Labor – the party of government – was this week the only party in the Senate which refused to back Senator Pauline Hanson’s inquiry into a carbon capture and storage trial involving the Great Artesian Basin. 

Even the Greens managed to bring themselves to support One Nation’s motion for an inquiry into a three-year trial proposed by a subsidiary of multinational coal mining giant Glencore. The inquiry will report to the Senate on 1 May, just before the Queensland government hands down a decision about whether the project will proceed – its final hurdle. 

The trial would involve capturing carbon dioxide emissions from the Millmerran Power Station in Queensland, turning it into a supercritical fluid and injecting up to 330,000 tonnes of it into an aquifer more than two kilometres deep inside the basin. 

The proposed trial – which could set a precedent for carbon capture and storage in Australia – has local farmers and mayors up in arms about the potential for contamination of groundwater in the basin, one of Australia’s most important natural resources. 

At more than 1.7 million square kilometres, the Great Artesian Basin is one of the largest groundwater basins in the world. If it was a country, it would be the 17th largest in the world. It contains about 65 million gigalitres of water – enough to fill Sydney Harbour 130,000 times over. This water supports production worth almost $13 billion a year, and is vital to farmers, miners and hundreds of regional, rural and remote communities. 

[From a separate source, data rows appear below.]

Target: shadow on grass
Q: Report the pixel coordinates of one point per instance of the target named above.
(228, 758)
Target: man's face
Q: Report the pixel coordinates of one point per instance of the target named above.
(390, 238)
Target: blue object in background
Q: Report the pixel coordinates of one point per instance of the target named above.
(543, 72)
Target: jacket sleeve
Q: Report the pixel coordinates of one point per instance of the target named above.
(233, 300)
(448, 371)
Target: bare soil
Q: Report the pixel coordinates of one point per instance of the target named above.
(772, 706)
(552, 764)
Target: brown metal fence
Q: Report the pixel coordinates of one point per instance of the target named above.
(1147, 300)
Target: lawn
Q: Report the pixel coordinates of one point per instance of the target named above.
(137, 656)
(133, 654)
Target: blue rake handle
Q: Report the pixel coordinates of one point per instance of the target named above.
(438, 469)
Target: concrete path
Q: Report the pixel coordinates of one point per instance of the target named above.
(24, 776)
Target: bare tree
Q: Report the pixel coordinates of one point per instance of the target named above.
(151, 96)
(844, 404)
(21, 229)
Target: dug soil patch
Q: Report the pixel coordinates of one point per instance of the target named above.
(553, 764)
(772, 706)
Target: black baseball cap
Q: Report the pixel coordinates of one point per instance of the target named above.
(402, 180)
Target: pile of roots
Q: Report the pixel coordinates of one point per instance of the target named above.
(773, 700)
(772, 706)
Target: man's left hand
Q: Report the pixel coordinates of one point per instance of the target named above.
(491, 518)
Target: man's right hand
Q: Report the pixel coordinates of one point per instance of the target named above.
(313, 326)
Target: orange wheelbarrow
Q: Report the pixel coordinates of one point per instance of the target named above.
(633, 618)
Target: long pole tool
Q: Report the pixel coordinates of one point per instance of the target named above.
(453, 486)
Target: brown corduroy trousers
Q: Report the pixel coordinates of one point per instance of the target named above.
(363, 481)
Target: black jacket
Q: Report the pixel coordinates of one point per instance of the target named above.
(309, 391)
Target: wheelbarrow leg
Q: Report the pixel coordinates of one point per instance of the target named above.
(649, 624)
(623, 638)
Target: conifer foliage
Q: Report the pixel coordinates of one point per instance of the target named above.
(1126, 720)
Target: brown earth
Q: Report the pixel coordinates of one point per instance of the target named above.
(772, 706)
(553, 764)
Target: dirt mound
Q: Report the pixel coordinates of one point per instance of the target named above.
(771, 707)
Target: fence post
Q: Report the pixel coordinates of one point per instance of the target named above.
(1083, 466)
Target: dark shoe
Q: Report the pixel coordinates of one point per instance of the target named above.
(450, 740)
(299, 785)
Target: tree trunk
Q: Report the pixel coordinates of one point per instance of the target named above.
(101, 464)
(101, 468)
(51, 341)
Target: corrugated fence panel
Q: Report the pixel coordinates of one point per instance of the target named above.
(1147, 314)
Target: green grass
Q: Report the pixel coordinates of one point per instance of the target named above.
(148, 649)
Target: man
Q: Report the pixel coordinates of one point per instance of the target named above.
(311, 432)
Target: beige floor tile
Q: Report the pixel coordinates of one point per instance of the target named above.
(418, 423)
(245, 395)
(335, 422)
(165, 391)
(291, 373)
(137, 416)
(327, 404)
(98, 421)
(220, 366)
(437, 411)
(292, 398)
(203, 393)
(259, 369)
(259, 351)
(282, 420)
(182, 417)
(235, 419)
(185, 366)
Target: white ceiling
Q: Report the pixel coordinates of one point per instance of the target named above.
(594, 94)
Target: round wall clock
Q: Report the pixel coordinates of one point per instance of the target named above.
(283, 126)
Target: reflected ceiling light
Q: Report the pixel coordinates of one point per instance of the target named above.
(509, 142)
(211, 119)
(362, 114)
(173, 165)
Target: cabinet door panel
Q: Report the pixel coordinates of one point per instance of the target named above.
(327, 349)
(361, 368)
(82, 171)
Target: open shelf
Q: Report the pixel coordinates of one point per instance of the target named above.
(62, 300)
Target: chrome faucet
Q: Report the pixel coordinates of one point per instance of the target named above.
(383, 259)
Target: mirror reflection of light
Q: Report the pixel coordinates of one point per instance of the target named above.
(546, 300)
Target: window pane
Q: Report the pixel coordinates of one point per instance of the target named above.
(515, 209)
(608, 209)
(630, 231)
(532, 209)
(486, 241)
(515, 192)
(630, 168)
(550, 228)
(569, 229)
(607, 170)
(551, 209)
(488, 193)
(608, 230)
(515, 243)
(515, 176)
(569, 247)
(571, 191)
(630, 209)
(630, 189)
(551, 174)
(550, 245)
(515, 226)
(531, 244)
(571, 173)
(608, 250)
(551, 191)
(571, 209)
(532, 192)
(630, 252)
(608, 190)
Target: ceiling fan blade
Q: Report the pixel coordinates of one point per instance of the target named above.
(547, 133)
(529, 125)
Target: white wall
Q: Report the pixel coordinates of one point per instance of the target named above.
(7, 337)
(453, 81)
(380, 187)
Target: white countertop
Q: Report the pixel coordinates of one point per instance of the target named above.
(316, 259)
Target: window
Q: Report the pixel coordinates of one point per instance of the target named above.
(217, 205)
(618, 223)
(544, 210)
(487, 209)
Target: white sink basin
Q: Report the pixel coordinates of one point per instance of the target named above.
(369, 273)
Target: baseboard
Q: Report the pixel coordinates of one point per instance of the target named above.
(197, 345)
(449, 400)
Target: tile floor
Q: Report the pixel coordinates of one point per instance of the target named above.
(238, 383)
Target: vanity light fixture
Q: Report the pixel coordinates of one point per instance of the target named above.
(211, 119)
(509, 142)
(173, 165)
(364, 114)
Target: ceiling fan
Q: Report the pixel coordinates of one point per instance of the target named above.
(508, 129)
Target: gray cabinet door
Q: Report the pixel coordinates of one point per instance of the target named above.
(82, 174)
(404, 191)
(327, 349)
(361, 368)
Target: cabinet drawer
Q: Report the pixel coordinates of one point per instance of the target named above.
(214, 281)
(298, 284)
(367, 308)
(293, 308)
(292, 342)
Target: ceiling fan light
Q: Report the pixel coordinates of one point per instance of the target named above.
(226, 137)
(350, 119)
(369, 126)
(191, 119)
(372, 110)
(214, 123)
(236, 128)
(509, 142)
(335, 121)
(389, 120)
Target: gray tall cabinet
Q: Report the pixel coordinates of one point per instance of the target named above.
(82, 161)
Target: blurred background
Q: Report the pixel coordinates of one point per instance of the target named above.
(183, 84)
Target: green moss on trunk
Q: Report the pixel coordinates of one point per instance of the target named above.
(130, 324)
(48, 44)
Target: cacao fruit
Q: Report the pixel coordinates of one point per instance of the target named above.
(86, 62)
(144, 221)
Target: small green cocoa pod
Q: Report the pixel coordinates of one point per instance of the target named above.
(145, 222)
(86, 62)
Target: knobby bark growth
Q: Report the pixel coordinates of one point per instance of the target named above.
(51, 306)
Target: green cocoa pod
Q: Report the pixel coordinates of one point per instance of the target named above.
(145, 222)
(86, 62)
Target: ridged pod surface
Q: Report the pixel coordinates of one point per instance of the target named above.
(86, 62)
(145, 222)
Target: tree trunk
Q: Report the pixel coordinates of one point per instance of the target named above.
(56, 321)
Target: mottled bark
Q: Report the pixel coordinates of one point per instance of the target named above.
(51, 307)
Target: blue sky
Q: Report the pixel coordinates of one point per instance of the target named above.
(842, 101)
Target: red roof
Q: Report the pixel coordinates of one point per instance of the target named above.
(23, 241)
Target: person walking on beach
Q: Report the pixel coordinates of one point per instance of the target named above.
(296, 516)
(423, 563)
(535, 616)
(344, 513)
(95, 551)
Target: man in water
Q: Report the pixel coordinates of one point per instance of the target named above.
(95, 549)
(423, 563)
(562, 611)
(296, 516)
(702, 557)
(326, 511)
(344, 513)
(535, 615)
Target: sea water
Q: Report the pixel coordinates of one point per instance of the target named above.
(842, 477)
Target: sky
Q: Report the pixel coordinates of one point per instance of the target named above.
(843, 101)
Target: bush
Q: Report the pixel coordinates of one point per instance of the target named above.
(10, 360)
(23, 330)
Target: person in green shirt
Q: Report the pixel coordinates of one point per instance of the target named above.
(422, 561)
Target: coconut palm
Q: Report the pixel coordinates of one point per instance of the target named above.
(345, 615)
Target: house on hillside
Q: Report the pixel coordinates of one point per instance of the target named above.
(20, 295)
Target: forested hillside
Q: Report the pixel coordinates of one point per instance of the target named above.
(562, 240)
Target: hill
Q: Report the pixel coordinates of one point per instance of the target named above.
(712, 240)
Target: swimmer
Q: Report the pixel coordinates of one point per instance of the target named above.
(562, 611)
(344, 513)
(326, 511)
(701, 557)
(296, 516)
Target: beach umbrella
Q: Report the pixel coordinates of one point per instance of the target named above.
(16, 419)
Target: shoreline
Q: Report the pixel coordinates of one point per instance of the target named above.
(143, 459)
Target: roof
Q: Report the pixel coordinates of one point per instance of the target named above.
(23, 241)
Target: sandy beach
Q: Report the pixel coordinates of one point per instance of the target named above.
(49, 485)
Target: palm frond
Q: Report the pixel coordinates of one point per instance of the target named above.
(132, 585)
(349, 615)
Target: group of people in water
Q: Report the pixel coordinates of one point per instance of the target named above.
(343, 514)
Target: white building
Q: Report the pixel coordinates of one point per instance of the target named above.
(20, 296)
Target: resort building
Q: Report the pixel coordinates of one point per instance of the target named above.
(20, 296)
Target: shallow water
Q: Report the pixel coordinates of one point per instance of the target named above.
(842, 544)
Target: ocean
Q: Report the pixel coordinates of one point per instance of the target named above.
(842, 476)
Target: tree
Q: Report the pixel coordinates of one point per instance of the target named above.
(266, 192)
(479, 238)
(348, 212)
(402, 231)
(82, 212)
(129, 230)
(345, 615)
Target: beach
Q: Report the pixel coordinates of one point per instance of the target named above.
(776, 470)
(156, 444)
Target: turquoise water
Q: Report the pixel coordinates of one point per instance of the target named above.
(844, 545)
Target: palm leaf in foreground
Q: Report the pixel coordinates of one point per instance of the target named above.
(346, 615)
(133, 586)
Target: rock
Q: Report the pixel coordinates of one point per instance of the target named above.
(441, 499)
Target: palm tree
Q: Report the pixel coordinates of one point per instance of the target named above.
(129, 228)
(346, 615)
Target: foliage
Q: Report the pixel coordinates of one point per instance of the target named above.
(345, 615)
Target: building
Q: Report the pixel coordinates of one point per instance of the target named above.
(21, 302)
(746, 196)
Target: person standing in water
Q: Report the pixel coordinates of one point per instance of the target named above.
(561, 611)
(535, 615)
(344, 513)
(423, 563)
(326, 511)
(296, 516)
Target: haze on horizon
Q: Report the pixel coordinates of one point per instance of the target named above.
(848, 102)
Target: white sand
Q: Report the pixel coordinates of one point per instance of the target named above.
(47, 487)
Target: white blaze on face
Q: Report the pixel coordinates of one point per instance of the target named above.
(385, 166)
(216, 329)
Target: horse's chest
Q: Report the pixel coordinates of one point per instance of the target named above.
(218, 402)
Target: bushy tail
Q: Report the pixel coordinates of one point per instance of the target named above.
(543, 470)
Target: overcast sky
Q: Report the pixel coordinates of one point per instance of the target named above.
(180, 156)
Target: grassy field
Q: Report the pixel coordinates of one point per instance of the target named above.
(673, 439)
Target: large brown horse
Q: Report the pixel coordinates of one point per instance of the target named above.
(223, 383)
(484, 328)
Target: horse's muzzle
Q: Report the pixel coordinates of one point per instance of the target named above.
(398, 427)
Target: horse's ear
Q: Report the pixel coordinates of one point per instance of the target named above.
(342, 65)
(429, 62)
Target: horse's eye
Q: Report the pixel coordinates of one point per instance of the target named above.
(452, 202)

Farmers are concerned that increased acidity in the water caused by the injection of supercritical carbon dioxide could leach contaminants like lead and arsenic into the groundwater at levels many times greater than safe drinking water guidelines. Queensland farmer group AgForce is so concerned it has launched legal action over the trial. 

The project could prove to be yet another perverse example of climate change ideology and policy effectively destroying the environment in order to save it.